Thursday, August 7, 2008

Clocks, Currency, and Stars

The other day, an eight-year-old looked at my watch and said, in French, "thirty-seven". I clearly lack the language skills to disavow him of the idea that "thirty-seven" is an appropriate way to read a watch, so I just smiled and nodded.

After dinner the other night, I had a conversation with my host dad about economics. First of all, Senidia (pr: sen-juh) is a reasonably well-educated man. He holds an important political position just under the mayor of Keleya. He speaks French at work, and often surprises me with how well he speaks English. However, on this night, some holes in his education became clear when he asked me the following: "I always hear about how the dollar rises and fals. The CFA (currency here) never rises and falls, why is that?" I tried to answer his question, but again, I don't think my language was good enough to explain the gold standard to him, or to convince him that the CFA actually does rise and fall.

After my meager and stumbling answer, he followed up with: "In the US, there is so much wealth, but still people are poor - why doesn't the US just print more money for them?" It's a good question - one that I remember my mother struggled to explain to me in my youth. Without giving a lecture on Latin American economic history, I tried briefly to explain the complexity revealed by his probing. Unfortunately I think my attempt to equate currency markets and commodities like mangoes fell well short of insightful. I was frankly taken aback at the seemingly uneducated nature of his reasoning because the rest of the time Senidia is a tremendously able-minded man.

All this got me to thinking about how people can be looking at exactly the same thing and can think or believe entirely different things about what they see.

The next night, the power went out. (Yes, they have power for exactly four hours every night in Keleya). On a clear night with no moonlight and no artificial light for miles, I finally glimpsed the stars I had always imagined. I saw the Milky Way in a depth and quality that brought new meaning to my understanding of "galaxy". I imagined that this was the way the Greeks saw the sky when they all drank into the night and told stories about the constellations. I saw Venus, Earth's nearest neighbor, in all it's green twinkling glory. I saw a satellite slowly tracking across its orbit, and a shooting star burning up on its way toward earth. I saw Scorpio, the Big Dipper, and the North Star.

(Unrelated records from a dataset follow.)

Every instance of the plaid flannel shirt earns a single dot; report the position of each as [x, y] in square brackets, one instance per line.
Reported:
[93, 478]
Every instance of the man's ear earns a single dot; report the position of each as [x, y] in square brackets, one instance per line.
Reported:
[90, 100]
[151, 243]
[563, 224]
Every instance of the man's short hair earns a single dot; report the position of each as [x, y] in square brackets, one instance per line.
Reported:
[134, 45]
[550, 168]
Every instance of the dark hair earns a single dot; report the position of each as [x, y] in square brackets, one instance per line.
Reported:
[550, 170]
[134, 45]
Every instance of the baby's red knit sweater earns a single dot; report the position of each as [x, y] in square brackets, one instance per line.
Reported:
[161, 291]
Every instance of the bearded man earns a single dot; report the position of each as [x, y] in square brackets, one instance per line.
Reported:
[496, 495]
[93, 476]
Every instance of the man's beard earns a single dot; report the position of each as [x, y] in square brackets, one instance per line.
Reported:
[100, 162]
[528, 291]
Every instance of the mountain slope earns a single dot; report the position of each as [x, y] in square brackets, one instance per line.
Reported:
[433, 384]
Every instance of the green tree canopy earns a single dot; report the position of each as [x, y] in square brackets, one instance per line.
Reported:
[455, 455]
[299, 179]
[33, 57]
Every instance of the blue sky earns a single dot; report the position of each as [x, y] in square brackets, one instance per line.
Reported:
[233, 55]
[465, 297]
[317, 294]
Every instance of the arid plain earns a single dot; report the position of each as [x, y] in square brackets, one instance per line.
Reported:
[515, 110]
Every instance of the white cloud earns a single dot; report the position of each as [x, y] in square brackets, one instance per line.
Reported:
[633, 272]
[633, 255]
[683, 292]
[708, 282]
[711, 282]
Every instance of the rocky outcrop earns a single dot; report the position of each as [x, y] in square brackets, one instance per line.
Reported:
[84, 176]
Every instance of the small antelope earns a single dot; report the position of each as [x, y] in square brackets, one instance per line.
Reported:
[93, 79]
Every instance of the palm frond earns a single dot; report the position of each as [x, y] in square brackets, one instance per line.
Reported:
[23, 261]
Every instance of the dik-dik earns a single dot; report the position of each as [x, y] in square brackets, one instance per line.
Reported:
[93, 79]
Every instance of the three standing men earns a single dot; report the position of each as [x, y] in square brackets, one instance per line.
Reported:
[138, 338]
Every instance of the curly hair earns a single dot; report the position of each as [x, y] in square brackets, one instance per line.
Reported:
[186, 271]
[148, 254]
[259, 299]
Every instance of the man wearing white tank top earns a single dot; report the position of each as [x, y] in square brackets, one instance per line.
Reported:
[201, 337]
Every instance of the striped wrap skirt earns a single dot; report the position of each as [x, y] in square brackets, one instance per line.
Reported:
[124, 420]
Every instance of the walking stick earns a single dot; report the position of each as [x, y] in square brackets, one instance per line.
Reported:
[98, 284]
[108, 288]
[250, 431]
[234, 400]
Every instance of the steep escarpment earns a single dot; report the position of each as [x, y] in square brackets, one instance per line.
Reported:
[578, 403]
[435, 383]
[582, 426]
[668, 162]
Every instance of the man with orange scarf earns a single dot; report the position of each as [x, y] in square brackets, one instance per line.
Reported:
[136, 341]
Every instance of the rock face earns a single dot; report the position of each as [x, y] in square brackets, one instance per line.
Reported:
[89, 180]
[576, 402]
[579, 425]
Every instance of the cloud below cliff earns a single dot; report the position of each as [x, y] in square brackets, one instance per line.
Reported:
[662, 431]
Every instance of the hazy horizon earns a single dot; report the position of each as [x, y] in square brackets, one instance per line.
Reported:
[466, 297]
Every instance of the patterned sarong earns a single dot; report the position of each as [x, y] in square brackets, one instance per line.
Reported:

Then I looked around at the faces beside me. I wonder what they see when they look at the stars.

1 comment:

Alan L said...

I love looking out at the stars on a dark night. One of my favorite things to do on the Submarine was to go to the bridge at night while surfaced. I have never seen the sky so clearly as I did out there in the ocean. The other awesome thing was the bioluminescence on the bow, it seemed the entire front of the boat was glowing as we cruised through the water. I couldn't imagine trying to explain economics to someone in High school here, much less someone who has trouble with english. Good luck and I hope you are having fun.